EUROPE – The French real estate market offers "interesting" opportunities, but the country remains at a "slightly higher risk level" than any other major property market in Europe due to its lease structure, one fund manager has argued.
Speaking at the IP Real Estate Awards seminar in London, Jose Luis Pellicer, head of research at Rockspring Property Investment Managers, said that, compared with Germany and the UK, which are the "good surprises" at the moment, France is more "worrying".
"France offers a very attractive office property market," he said. "However, there is a chronic lack of well-located office spaces in Paris, and opportunities there do not come so often."

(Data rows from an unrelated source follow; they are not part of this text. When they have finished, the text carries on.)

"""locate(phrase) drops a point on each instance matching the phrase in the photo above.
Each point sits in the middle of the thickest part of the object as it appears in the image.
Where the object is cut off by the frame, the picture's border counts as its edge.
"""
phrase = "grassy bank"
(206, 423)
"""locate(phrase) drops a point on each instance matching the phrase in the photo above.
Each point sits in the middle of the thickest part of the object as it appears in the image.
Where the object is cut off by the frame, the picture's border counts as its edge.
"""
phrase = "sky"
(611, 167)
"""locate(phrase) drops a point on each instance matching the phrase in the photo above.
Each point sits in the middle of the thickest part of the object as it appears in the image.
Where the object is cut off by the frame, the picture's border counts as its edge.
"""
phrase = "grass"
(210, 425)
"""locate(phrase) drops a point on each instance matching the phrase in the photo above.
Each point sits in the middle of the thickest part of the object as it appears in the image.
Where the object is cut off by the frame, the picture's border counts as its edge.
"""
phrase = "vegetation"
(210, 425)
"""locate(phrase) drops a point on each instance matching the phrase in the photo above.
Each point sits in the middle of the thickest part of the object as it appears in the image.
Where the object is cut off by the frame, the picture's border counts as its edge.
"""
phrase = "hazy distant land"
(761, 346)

Pellicer said the retail and residential markets had similar characteristics, but that he was not optimistic about the latter, as the economic prospects were "not encouraging" and consumer-spending power was set to fall.

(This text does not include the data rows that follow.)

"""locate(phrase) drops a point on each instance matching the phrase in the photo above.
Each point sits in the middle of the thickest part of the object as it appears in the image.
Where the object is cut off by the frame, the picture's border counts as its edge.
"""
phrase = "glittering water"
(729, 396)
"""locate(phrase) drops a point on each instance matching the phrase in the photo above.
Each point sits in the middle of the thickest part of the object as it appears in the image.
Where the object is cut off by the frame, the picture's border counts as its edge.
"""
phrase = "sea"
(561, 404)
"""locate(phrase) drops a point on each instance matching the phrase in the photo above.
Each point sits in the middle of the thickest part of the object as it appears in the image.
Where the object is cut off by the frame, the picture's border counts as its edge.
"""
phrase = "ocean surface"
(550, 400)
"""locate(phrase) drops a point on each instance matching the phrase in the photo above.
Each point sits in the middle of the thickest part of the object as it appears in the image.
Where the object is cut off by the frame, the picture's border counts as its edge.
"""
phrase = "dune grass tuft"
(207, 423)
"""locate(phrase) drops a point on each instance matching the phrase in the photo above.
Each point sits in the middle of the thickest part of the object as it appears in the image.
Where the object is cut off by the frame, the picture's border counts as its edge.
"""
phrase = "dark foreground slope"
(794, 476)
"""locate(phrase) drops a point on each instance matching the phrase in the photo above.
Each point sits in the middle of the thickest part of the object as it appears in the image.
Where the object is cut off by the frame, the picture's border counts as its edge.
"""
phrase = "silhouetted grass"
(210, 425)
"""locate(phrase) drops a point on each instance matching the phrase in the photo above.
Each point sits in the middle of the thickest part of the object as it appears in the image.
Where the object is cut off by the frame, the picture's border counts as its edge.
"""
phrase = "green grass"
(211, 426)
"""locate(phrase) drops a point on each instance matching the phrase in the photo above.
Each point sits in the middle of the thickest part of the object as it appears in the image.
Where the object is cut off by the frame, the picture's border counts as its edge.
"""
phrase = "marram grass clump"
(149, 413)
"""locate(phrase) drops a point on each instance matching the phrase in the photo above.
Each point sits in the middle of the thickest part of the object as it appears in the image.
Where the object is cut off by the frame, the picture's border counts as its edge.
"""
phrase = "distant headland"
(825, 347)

He said the logistics market was more interesting, as long as the assets were "good" and located along the Lille-Paris-Marseille axis.
Finally, Pellicer voiced concerns over the French lease structure and argued that a 3-6-9 lease was "always more risky" than a lease in the UK.

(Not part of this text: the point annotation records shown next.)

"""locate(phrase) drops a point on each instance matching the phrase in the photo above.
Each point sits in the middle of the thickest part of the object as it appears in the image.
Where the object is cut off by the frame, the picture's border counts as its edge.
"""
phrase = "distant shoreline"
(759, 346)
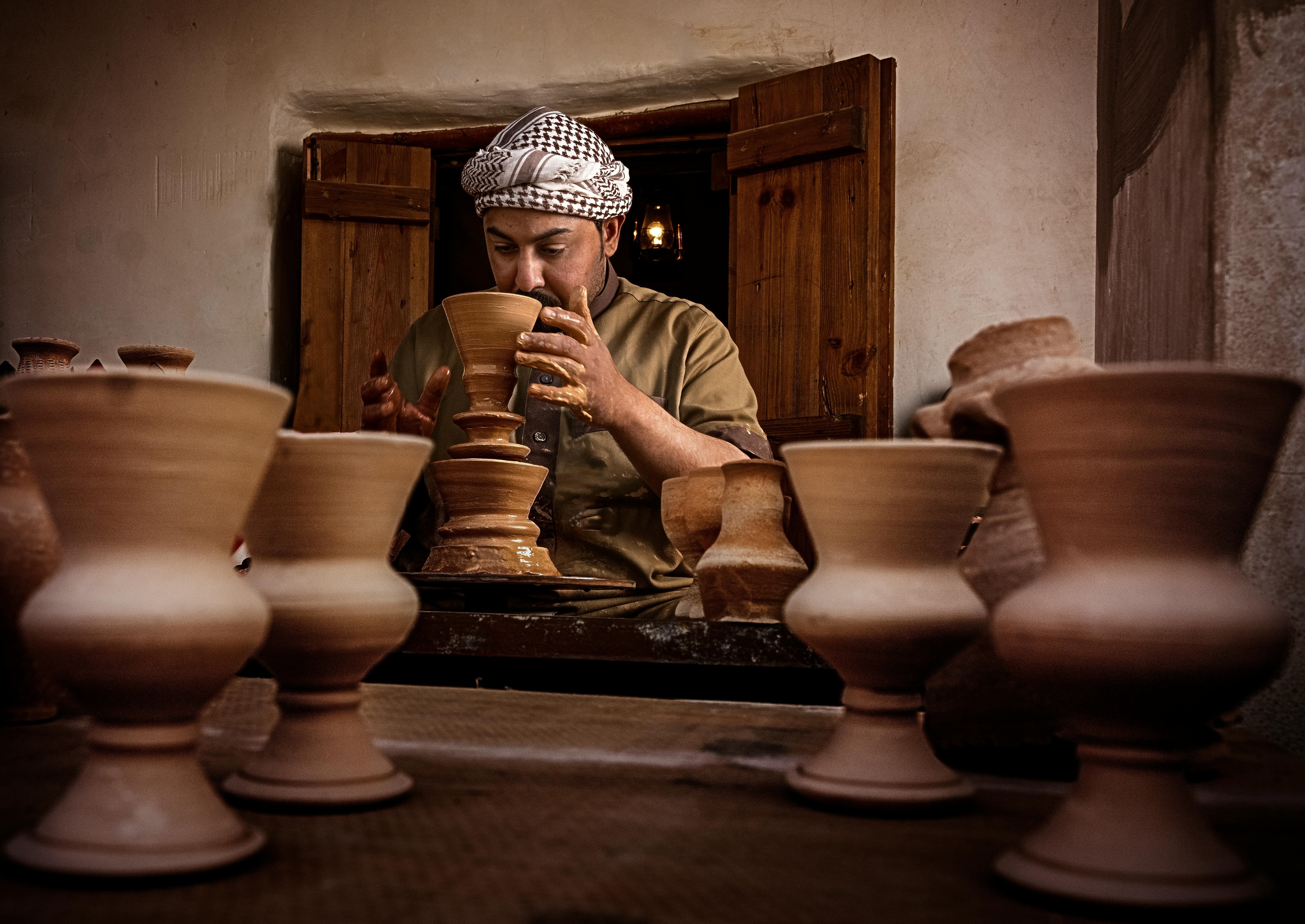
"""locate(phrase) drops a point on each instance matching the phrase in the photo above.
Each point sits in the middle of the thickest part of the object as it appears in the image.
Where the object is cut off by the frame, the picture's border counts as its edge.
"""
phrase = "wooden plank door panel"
(365, 282)
(812, 310)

"I would put France at a slightly higher risk level than anybody else because of that feature," he said.
Earlier during the session, Pellicer said Germany and the UK currently offered the biggest potential for growth, with opportunities arising in the retail sector.
"In spite of the period of decreasing returns we are approaching in the UK retail market, this sector will remain stable in the future, whereas most investors currently believe it will fall," he said.